The response variable was generated by the following formula: $Y = (X_{1} + X_{2})^2 + \epsilon$ , where $\epsilon$ is an error term.
Out of the 10 predictors, 2 predictors are interacting to form a quadratic relationship with $Y$. We will attempt to use PCA and SIR to find just one predictor that can capture the quadratic relationship with $Y$.
symmetric_data = pd.read_csv("data/symmetric_data.csv")
symmetric_data.columns = ["X" + str(num) for num in np.arange(1, 11)] + ["Y"]
symmetric_data.head()
X1 | X2 | X3 | X4 | X5 | X6 | X7 | X8 | X9 | X10 | Y | |
---|---|---|---|---|---|---|---|---|---|---|---|
0 | -7.725932 | 3.215093 | 3.724845 | -4.380564 | -7.801079 | 6.752678 | 2.460830 | 3.508203 | -6.941330 | -9.959475 | 34.483919 |
1 | 2.445988 | 0.567188 | -1.667426 | -6.516237 | 7.428736 | -0.250675 | -3.182398 | 1.866613 | -1.992819 | 2.943208 | 22.851924 |
2 | 2.185495 | -3.650124 | 5.140525 | -6.595511 | 0.288395 | -7.793260 | 4.597754 | 8.459644 | -8.347565 | -3.302874 | 7.877298 |
3 | 2.467589 | 5.357109 | 5.515897 | 1.210873 | -4.286024 | -2.972740 | -5.469372 | 6.035057 | 3.153487 | -2.795765 | 79.473114 |
4 | 7.218308 | 0.526170 | 1.471740 | -1.423988 | -3.265320 | 5.221261 | -9.091791 | -1.655449 | -0.392569 | -8.630925 | 79.007511 |
plot2D(symmetric_data, x="X1", y="X2", x_title="X1", y_title="X2")
Like the first example, our first two predictors are uncorrelated.
plot3D(symmetric_data, x="X1", y="X2", z="Y", color="Y", x_title="X1", y_title="X2", z_title="Y")
The relationship between the two predictor variables and the response variable is quadratic in nature. This is a symmetric relationship.
# Split symmetric data into X and Y
X_symmetric = symmetric_data.iloc[:, :10]
Y_symmetric = symmetric_data.Y
# Conduct PCA
pca2 = PCA(n_components = 1)
symmetric_data["PC1"] = pca2.fit_transform(X_symmetric)
plot2D(symmetric_data, x="PC1", y="Y", x_title="PC1", y_title="Y")
As expected, the first Principal Component is not able to capture the quadratic relationship with $Y$. Instead, $PC_1$ has no relationship with $Y$.
# Sort data by Y and create three slices
symmetric_data_sorted = symmetric_data.sort_values(by="Y")
symmetric_data_sorted["slice"] = np.repeat(["1", "2", "3"], [80, 75, 45])
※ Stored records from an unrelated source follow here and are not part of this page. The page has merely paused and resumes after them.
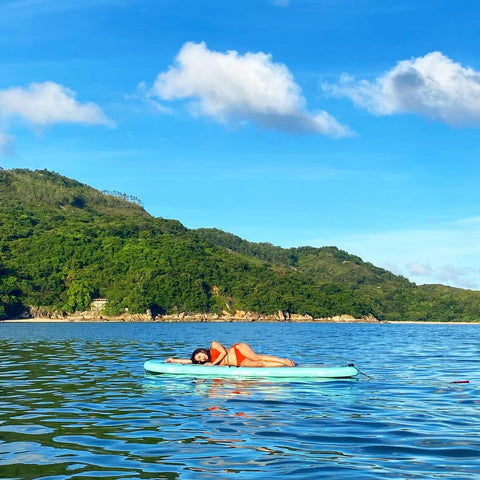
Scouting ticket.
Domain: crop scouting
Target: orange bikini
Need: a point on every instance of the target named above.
(214, 354)
(239, 356)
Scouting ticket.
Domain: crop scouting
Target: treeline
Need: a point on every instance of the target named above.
(64, 244)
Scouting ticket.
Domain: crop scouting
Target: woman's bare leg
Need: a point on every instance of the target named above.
(267, 360)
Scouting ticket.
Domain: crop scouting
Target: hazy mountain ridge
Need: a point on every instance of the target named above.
(64, 243)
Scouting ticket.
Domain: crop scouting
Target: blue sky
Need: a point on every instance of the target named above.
(351, 123)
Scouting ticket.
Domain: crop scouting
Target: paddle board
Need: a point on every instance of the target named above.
(161, 367)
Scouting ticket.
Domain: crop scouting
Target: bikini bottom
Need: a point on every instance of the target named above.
(239, 356)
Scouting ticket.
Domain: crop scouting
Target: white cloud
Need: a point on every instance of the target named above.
(6, 142)
(250, 87)
(49, 103)
(420, 269)
(443, 253)
(432, 86)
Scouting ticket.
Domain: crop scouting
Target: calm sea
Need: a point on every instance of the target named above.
(75, 403)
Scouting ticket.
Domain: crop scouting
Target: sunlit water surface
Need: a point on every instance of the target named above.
(76, 403)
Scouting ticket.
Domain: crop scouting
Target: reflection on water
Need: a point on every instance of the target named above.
(75, 403)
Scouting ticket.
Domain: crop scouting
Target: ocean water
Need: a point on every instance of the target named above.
(76, 403)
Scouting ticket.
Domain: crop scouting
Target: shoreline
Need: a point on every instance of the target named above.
(79, 319)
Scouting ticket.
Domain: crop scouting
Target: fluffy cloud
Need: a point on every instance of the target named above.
(229, 86)
(419, 269)
(432, 86)
(49, 103)
(439, 253)
(5, 144)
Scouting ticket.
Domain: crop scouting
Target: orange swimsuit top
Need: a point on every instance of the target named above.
(239, 356)
(214, 354)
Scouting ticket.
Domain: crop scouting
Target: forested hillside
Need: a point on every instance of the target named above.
(63, 244)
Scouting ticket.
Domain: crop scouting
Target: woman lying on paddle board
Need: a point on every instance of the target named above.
(238, 355)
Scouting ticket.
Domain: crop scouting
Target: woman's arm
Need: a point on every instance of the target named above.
(184, 361)
(219, 348)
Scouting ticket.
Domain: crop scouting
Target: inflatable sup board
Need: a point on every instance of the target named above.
(160, 366)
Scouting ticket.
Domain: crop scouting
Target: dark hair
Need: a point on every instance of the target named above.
(198, 350)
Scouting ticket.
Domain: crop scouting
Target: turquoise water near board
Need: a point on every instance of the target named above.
(76, 403)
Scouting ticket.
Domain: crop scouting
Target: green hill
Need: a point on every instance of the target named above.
(63, 243)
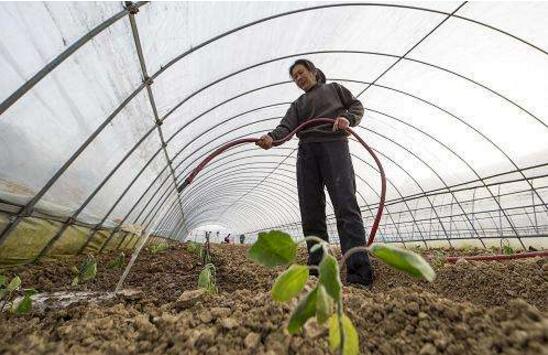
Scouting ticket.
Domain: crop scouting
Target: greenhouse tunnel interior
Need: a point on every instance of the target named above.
(106, 108)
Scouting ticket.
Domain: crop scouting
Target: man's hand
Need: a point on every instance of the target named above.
(265, 142)
(340, 123)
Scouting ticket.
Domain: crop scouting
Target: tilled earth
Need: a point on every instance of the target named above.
(471, 308)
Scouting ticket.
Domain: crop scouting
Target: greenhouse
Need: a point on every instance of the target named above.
(138, 212)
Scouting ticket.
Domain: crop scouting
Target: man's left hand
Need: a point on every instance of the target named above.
(340, 123)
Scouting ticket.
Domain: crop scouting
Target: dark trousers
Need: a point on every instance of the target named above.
(328, 164)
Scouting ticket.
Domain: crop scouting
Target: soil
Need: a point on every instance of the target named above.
(471, 307)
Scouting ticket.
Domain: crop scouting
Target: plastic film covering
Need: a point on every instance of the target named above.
(105, 108)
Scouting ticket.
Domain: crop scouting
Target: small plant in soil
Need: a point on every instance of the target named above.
(438, 259)
(276, 248)
(506, 247)
(86, 272)
(207, 279)
(8, 291)
(118, 262)
(157, 248)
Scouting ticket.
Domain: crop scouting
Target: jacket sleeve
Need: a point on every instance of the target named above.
(354, 108)
(287, 124)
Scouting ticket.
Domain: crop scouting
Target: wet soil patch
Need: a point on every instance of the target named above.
(472, 308)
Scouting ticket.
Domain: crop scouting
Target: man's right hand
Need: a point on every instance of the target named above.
(265, 142)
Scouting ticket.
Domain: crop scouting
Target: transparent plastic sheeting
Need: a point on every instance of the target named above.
(455, 99)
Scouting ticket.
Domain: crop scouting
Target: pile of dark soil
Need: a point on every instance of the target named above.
(471, 308)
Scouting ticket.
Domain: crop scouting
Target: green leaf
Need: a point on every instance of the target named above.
(273, 248)
(351, 344)
(30, 291)
(24, 306)
(323, 305)
(290, 283)
(14, 284)
(206, 279)
(88, 270)
(404, 260)
(329, 276)
(304, 310)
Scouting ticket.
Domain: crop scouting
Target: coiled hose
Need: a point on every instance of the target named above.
(228, 145)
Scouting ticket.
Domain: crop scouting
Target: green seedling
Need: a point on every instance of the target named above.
(276, 248)
(208, 278)
(10, 290)
(117, 263)
(86, 272)
(157, 248)
(438, 258)
(506, 247)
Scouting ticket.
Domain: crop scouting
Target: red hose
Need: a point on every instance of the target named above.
(218, 151)
(543, 254)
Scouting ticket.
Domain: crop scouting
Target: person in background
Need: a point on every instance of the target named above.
(323, 160)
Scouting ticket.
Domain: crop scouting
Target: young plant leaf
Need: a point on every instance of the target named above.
(323, 305)
(14, 284)
(304, 310)
(24, 306)
(273, 248)
(329, 276)
(351, 344)
(404, 260)
(290, 283)
(206, 279)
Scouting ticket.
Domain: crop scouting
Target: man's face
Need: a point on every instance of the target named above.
(304, 78)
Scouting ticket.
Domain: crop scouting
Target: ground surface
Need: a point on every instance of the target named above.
(472, 308)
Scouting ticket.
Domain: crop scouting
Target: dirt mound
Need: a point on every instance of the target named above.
(472, 308)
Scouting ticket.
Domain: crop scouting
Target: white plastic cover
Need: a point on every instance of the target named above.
(456, 109)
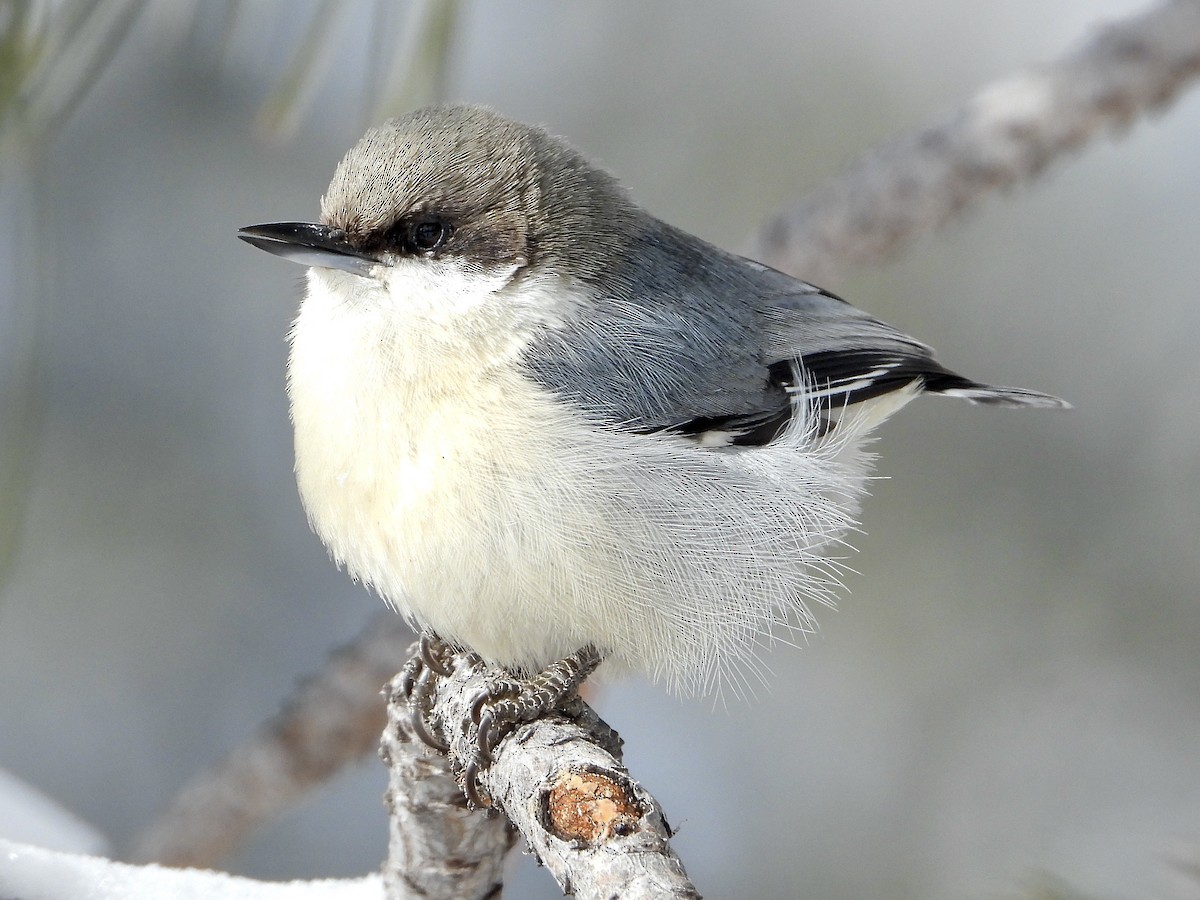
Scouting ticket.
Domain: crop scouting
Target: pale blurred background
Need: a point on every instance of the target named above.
(1008, 701)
symmetric_data_sorted.head()
X1 | X2 | X3 | X4 | X5 | X6 | X7 | X8 | X9 | X10 | Y | PC1 | slice | |
---|---|---|---|---|---|---|---|---|---|---|---|---|---|
51 | -3.806268 | 1.932475 | 5.519376 | 3.736707 | 9.534726 | 7.621857 | -5.087589 | 3.807399 | 4.302922 | 0.743672 | -16.327581 | 0.730442 | 1 |
194 | 6.201668 | -6.659074 | -2.861596 | 4.099980 | 3.873656 | 5.894442 | -2.382977 | -4.123334 | -0.540315 | 3.707170 | -16.189219 | 0.643839 | 1 |
35 | 5.193413 | -5.755181 | 3.180581 | 6.690232 | 3.508784 | -4.944957 | 7.558085 | -6.031684 | 7.291132 | 3.044761 | -14.828602 | 4.884071 | 1 |
166 | -1.379673 | 3.210299 | 5.841733 | 8.541055 | 3.253026 | -0.852272 | -5.453507 | 3.804111 | 6.550116 | 1.165722 | -14.198883 | -2.829780 | 1 |
79 | 3.369908 | -3.107254 | -7.158529 | 9.003974 | 1.553022 | -1.885836 | 6.786466 | 3.251316 | -7.237726 | 3.144786 | -14.023303 | 1.904449 | 1 |
plot3D(symmetric_data_sorted, x="X1", y="X2", z="Y", color="slice", color_sequence=["red", "green", "blue"], x_title="X1", y_title="X2", z_title="Y")
symmetric_data_mean = symmetric_data_sorted.groupby("slice").mean()
symmetric_data_mean["slice"] = [str(num) for num in np.arange(1, 4)]
plot2D(symmetric_data_mean, x="X1", y="X2", color="slice", marker_size=10, color_sequence=["red", "green", "blue"], range_x=[-10, 10], range_y=[-10, 10], x_title="Mean X1", y_title="Mean X2")
These averages are very close to zero and therefore do not provide much information about the relationship with $Y$.
sir2 = SlicedInverseRegression(n_directions=1)
symmetric_data["SIR1"] = sir2.fit_transform(X_symmetric, Y_symmetric)
plot2D(symmetric_data, x="SIR1", y="Y", x_title="SIR1", y_title="Y")
The first component of SIR does not capture the quadratic relationship with $Y$. SIR will not work with highly symmetrical data. Consider other options such as the Sliced Average Variance Estimation (SAVE) or the Kernel Sliced Inverse Regression (KSIR).